IN THE NEWS: Ducks shot, stuffed in bags and dumped at Melton


IN THE NEWS: On MAY 19, 2017

Ten ducks, riddled with shotgun pellets, were found stuffed in plastic bags and dumped near train tracks at Melton in what is being described as a “cruel and vile” act of animal cruelty.

The adult Pacific black ducks were likely lured to their deaths. Photos of the ducks, seen by Star Weekly, show undigested bird seeds in their crop. 

Crops are part of the duck’s intestinal system, used to temporarily store food prior to digestion.

Coalition Against Duck Shooting campaign director Laurie Levy said shooters have over the years “bragged” about befriending ducks and feeding them before shooting them during the duck hunting season.

But he said it’s the first time the group has evidence that ducks were likely coaxed with food before being killed.

“I think that’s the most cowardly act they can undertake,” Mr Levy said. “Those birds didn’t stand a chance — to lure birds in … where they think they’re dealing with human friends, and then to pull out a shotgun … I think, is one of the lowest acts I’ve seen in 31 years.”

Melton resident Nathan Miles said the ducks were found by railway workers on Tuesday afternoon. He’s called on authorities to “fully investigate” the incident and prosecute the offenders.

“It’s disgusting, vile and cruel. It appears someone has fed these native water birds, gained their trust and then massacred and dumped their bodies,” Mr Miles said.

Star Weekly understands the Game Management Authority and RSPCA are both investigating the shooting.

Tom Whitty, a spokesman for state agriculture minister Jaala Pulford, said authorities were out in full force during the duck hunting season (which ends June 12 this year) to ensure people complied with hunting regulations and laws.

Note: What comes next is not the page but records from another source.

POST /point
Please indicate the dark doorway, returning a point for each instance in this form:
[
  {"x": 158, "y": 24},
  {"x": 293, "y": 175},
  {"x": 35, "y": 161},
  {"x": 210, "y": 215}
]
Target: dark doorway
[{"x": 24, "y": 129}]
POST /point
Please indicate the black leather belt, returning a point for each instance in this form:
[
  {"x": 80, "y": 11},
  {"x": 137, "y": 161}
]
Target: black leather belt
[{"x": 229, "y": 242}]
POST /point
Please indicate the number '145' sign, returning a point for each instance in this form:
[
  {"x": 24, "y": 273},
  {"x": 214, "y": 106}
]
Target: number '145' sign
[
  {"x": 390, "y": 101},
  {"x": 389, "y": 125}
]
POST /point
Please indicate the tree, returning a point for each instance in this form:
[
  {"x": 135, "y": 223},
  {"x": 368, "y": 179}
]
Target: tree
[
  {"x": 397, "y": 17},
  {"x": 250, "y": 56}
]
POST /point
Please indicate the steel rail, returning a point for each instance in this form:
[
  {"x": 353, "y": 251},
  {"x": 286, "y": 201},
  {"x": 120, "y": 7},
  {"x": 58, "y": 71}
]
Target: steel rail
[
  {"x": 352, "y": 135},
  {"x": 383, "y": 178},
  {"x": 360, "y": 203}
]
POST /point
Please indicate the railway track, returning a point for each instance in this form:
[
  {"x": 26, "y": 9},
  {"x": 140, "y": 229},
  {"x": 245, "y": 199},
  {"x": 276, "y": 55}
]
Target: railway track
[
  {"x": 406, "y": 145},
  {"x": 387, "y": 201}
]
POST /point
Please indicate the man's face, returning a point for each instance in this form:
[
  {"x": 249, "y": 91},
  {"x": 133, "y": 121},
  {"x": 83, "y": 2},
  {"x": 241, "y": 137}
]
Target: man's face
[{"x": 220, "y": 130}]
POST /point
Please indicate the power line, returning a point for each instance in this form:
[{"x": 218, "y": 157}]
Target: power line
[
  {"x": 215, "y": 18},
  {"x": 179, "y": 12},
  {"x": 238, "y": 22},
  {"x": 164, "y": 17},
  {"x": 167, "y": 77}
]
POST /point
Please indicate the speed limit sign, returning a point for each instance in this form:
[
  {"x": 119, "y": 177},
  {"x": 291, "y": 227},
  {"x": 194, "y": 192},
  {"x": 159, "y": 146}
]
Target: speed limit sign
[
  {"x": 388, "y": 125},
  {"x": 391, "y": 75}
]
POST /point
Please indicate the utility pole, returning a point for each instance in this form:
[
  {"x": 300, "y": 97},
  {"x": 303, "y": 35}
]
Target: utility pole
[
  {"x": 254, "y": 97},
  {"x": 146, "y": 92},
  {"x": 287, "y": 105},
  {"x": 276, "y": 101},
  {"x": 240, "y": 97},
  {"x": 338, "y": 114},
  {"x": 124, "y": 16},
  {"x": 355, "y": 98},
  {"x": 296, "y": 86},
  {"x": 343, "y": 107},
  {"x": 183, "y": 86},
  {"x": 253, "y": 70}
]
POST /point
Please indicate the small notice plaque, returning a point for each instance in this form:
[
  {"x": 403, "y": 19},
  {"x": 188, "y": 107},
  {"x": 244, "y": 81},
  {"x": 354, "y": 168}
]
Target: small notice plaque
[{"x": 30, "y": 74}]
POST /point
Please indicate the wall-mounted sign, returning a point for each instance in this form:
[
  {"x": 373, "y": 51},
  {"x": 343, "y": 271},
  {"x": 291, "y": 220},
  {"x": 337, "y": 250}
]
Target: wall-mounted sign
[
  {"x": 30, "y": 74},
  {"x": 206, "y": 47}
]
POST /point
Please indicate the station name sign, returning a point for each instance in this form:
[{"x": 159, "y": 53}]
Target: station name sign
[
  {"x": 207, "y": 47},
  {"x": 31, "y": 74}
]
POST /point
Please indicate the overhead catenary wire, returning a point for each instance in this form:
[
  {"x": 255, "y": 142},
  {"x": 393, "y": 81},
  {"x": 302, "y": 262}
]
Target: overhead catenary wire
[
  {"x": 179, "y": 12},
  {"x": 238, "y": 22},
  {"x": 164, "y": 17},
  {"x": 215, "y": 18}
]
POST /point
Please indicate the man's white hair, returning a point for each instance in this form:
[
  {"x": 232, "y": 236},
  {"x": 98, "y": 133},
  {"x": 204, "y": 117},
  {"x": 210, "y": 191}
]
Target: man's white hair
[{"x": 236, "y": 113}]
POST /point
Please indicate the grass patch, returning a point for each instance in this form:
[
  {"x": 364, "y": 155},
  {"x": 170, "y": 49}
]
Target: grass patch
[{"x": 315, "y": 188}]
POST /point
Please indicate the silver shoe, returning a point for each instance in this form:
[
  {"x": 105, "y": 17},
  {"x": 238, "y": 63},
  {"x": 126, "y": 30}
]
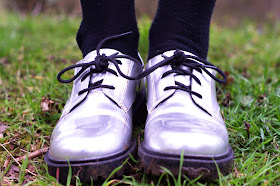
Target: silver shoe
[
  {"x": 94, "y": 132},
  {"x": 184, "y": 117}
]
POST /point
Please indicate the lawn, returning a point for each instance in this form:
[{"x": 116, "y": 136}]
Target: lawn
[{"x": 34, "y": 49}]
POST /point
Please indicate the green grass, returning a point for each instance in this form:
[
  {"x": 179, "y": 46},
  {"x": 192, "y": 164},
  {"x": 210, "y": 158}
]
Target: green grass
[{"x": 34, "y": 49}]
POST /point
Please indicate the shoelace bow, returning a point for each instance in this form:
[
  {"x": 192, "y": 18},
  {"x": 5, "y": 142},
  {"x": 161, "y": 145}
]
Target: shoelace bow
[
  {"x": 99, "y": 65},
  {"x": 178, "y": 60}
]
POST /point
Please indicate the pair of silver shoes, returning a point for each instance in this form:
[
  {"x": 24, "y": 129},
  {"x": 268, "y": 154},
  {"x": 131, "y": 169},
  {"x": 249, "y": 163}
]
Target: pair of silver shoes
[{"x": 94, "y": 133}]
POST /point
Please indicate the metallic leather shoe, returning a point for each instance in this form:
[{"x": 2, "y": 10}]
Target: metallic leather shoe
[
  {"x": 94, "y": 132},
  {"x": 184, "y": 118}
]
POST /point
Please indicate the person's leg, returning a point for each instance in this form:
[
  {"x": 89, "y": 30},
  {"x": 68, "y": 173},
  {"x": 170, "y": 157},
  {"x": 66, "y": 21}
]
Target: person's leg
[
  {"x": 94, "y": 133},
  {"x": 181, "y": 24},
  {"x": 104, "y": 18},
  {"x": 184, "y": 116}
]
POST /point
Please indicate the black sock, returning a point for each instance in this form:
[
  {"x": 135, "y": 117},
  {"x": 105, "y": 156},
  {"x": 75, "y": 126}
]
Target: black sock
[
  {"x": 181, "y": 24},
  {"x": 104, "y": 18}
]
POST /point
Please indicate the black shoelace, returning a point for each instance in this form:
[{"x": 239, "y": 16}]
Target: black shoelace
[
  {"x": 178, "y": 60},
  {"x": 99, "y": 65}
]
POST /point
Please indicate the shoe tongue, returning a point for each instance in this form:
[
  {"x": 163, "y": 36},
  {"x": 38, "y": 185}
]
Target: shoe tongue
[{"x": 184, "y": 79}]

“We respect the fact that many people have deeply held and divergent views about duck hunting,” Mr Whitty said.

“However, the government recognises that hunting is a legitimate recreational activity, provided the rules are followed.

“In saying that, hunting must remain safe, responsible, and sustainable. That’s why extensive surveys of duck numbers and other environmental factors are undertaken before and throughout each season to inform decisions.”

The number of “active” duck shooters in Victoria has decreased dramatically from 85,000 to 15,000 people in the past 30 years, according to CADS. 

A  Roy Morgan research from 2007 found 75 per cent of Victorians wanted the shooting of native water birds for recreational purposes banned, while 20 per cent were against it being banned. Five per cent were undecided.